Long chain fatty acid activation in subcellular preparations from rat liver.

S. Pande,J. Mead

Published 1968 in Journal of Biological Chemistry

ABSTRACT

Abstract A study of the activation of several long chain saturated and unsaturated fatty acids by rat liver preparations was undertaken. Investigation of reaction requirements and appropriate modifications revealed that rat liver is extremely active in long chain acyl-coenzyme A synthetase or synthetases (acid: CoA ligase (AMP), EC 6.2.1.3) activity. With palmitate as substrate, the cell membrane fraction was found richest in activating enzyme, with the microsomal fraction next. In the microsomal activation of saturated fatty acids, maximal activity was reached with palmitate. The coenzyme A requirements found were very similar with palmitate, stearate, and erucate (Km 3.3 to 3.9 x 10-5 m), but these were markedly different from the coenzyme A requirements with oleate, linoleate, linolenate, and arachidonate (Km 1.56 to 3.3 x 10-4 m); this suggests the possible occurrence of at least two different long chain acyl-CoA synthetases in rat liver microsomes.

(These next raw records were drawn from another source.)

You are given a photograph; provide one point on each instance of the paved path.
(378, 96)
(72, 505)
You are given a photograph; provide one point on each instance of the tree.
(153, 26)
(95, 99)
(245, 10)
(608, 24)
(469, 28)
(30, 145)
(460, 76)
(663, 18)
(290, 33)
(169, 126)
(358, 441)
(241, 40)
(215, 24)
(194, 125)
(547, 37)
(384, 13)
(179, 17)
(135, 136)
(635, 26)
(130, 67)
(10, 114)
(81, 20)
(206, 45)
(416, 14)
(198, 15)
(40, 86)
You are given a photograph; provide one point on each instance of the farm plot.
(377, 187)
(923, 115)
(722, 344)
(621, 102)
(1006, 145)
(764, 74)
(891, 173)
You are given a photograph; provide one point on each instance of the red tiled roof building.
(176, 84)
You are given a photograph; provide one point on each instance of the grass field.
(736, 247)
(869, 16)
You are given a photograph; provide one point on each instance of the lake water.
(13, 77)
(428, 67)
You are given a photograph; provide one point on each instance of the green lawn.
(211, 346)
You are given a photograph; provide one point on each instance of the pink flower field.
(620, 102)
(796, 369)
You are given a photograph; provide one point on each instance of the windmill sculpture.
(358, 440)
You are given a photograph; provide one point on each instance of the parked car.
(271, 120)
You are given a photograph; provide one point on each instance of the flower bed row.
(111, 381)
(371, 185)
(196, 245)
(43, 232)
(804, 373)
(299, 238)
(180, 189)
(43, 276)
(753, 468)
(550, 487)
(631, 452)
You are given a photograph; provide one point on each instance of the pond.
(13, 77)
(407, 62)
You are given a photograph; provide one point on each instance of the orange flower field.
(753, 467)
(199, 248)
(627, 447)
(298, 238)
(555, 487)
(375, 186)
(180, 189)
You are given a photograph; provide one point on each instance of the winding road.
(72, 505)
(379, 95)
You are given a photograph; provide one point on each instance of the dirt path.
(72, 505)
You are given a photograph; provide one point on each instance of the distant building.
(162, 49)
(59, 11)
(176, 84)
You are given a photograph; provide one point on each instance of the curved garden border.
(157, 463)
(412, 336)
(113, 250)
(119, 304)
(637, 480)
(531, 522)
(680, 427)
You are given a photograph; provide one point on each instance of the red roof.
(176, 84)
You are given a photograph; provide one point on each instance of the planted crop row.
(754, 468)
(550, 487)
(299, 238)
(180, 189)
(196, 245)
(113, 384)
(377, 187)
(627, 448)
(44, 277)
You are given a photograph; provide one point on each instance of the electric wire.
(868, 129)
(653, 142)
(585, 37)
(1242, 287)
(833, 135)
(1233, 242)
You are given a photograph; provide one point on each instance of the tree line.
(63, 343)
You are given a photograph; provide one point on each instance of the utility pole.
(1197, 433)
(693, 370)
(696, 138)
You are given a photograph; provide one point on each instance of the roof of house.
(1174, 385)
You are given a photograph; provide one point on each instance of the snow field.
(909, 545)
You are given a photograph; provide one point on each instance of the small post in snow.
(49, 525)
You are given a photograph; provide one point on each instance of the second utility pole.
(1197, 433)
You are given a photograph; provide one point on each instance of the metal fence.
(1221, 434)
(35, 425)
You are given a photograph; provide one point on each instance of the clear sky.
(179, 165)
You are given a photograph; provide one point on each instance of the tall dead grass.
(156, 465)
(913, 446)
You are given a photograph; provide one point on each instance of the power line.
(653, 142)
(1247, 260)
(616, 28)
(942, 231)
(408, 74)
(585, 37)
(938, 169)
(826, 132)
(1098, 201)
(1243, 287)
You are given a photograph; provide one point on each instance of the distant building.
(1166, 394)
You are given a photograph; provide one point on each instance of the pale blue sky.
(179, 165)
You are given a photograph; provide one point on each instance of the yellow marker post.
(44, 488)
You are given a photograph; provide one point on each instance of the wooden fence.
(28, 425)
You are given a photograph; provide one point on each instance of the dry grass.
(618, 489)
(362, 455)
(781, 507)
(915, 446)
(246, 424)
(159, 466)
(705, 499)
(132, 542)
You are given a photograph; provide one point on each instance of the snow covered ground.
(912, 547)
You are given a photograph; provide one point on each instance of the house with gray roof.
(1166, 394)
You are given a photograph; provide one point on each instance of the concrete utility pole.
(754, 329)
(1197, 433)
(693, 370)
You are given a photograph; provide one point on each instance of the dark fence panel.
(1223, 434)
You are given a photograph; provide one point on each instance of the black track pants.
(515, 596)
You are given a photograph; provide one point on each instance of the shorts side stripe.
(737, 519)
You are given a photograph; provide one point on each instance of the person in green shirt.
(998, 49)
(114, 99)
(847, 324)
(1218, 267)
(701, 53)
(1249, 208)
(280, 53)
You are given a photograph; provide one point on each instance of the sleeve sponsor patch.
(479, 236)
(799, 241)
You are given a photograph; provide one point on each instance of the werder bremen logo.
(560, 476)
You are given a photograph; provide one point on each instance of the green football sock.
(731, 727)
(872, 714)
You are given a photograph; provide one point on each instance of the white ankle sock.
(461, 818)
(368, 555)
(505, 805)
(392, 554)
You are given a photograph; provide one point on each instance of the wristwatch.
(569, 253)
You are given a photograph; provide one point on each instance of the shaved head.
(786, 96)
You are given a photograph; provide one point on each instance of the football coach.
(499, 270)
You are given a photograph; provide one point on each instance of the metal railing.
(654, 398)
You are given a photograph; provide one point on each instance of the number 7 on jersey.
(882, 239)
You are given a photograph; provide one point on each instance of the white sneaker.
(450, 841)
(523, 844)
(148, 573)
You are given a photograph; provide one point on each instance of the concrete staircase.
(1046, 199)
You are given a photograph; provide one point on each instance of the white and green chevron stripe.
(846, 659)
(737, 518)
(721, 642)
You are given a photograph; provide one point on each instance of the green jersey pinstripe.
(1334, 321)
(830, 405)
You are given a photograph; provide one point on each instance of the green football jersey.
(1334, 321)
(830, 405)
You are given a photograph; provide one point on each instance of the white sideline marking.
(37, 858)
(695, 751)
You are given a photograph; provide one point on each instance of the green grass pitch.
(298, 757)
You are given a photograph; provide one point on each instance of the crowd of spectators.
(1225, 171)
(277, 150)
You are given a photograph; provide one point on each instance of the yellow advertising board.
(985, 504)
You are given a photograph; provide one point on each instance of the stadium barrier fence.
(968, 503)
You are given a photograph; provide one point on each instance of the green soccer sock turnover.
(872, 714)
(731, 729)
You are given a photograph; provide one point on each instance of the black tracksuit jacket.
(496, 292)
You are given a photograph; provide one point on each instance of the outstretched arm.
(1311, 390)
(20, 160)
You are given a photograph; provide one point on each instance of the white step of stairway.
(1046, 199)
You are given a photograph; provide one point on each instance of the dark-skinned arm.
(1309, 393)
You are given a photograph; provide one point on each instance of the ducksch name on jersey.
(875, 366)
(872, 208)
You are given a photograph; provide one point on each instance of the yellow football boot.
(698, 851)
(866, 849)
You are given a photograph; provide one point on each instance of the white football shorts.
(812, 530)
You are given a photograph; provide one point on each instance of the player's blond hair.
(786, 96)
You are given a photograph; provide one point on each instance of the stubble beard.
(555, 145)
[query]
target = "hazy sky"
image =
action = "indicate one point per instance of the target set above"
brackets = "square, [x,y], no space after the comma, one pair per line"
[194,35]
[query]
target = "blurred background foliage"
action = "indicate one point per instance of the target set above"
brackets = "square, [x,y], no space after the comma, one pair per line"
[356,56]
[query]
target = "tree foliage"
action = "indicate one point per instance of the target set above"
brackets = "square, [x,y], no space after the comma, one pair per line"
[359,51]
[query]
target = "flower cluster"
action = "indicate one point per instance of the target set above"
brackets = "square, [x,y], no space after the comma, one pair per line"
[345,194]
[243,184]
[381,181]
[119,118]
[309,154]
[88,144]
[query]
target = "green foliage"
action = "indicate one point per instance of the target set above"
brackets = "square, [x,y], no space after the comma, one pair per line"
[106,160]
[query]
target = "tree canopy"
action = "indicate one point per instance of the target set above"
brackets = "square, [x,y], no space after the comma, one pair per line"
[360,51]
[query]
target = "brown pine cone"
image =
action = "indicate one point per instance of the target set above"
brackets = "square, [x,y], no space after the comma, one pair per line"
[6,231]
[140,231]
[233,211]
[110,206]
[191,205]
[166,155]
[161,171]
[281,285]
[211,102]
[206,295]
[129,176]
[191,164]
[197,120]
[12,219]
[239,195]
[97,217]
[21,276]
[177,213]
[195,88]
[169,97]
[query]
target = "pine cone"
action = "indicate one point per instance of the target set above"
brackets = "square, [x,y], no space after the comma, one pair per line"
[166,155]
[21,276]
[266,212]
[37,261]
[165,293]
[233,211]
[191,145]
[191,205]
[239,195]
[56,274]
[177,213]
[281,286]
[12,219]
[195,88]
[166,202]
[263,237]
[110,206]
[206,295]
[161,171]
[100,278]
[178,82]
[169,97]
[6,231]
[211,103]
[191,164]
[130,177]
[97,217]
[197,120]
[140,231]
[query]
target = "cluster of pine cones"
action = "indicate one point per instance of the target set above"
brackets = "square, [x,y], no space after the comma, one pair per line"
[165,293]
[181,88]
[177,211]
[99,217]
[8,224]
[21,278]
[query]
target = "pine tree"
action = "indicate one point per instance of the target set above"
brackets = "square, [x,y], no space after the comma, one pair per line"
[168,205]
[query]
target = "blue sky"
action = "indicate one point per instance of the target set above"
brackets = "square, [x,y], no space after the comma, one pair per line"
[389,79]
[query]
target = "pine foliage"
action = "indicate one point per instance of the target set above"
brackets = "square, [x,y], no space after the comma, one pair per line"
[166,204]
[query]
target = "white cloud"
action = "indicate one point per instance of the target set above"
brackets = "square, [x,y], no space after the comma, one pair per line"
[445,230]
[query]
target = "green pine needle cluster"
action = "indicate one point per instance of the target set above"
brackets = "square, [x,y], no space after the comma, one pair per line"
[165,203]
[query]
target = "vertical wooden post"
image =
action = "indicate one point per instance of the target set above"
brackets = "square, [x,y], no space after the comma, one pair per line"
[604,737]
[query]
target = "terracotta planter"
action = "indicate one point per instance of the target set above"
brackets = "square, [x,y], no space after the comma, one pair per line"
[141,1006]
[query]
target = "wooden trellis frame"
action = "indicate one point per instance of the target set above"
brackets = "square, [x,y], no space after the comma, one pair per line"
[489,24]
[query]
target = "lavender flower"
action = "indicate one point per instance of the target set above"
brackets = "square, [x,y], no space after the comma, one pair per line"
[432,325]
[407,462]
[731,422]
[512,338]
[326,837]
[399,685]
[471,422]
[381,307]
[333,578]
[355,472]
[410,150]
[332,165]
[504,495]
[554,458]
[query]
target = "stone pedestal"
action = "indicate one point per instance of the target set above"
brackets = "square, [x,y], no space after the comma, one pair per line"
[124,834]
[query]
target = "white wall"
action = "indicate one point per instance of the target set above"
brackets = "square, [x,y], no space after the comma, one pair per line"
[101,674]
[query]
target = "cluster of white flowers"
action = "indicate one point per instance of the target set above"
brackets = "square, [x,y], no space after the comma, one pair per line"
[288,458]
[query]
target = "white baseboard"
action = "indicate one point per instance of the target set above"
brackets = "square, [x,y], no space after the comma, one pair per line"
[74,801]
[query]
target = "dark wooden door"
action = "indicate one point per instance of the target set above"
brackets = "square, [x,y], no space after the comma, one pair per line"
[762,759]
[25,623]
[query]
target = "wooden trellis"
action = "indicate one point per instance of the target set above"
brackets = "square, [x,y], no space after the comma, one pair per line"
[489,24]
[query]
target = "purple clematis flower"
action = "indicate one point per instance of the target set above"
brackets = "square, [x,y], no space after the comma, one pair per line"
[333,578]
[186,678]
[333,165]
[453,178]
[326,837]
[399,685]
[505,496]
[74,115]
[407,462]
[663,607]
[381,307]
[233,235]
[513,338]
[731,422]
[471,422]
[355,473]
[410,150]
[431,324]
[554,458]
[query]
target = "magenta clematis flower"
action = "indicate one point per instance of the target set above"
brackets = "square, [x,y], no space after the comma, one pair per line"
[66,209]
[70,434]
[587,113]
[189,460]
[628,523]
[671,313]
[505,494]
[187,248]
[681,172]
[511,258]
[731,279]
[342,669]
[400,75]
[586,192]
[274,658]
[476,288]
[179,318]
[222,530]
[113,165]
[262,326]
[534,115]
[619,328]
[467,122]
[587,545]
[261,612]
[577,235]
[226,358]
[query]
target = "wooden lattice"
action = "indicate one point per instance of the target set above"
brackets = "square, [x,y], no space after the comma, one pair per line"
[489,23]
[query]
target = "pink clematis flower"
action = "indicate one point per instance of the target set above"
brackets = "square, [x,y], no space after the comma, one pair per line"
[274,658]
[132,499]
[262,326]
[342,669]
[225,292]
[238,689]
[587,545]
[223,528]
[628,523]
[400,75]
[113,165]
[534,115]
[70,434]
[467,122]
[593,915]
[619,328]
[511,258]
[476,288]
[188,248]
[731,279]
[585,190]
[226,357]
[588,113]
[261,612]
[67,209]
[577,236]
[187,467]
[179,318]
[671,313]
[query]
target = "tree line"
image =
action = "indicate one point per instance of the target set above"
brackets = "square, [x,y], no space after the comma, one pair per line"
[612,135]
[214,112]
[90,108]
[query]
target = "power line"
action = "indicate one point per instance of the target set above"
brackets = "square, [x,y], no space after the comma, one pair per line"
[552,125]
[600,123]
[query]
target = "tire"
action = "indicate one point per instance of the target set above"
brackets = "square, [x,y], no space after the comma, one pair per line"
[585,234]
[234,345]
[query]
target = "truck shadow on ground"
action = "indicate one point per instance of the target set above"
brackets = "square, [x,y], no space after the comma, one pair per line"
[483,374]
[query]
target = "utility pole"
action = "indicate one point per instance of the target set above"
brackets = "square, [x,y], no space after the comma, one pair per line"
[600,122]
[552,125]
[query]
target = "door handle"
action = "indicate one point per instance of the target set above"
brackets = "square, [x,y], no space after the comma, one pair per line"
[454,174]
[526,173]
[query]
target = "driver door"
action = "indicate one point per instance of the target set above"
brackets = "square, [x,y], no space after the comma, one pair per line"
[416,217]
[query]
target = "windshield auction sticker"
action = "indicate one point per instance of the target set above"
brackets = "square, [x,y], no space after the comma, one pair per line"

In experiments with oleate, linoleate, linolenate, and arachidonate, the activating enzyme was found to be markedly susceptible to substrate inhibition, which complicated exact assay. The stimulation of activation of these unsaturated fatty acids by a heated microsomal fraction was traced mainly to their fatty acid-binding ability. Liver phospholipids greatly stimulated oleate activation, and this was thought to be due to the association of oleate with phospholipid. For the palmitate-activating enzyme, it appeared that bound phospholipid was essential for activity.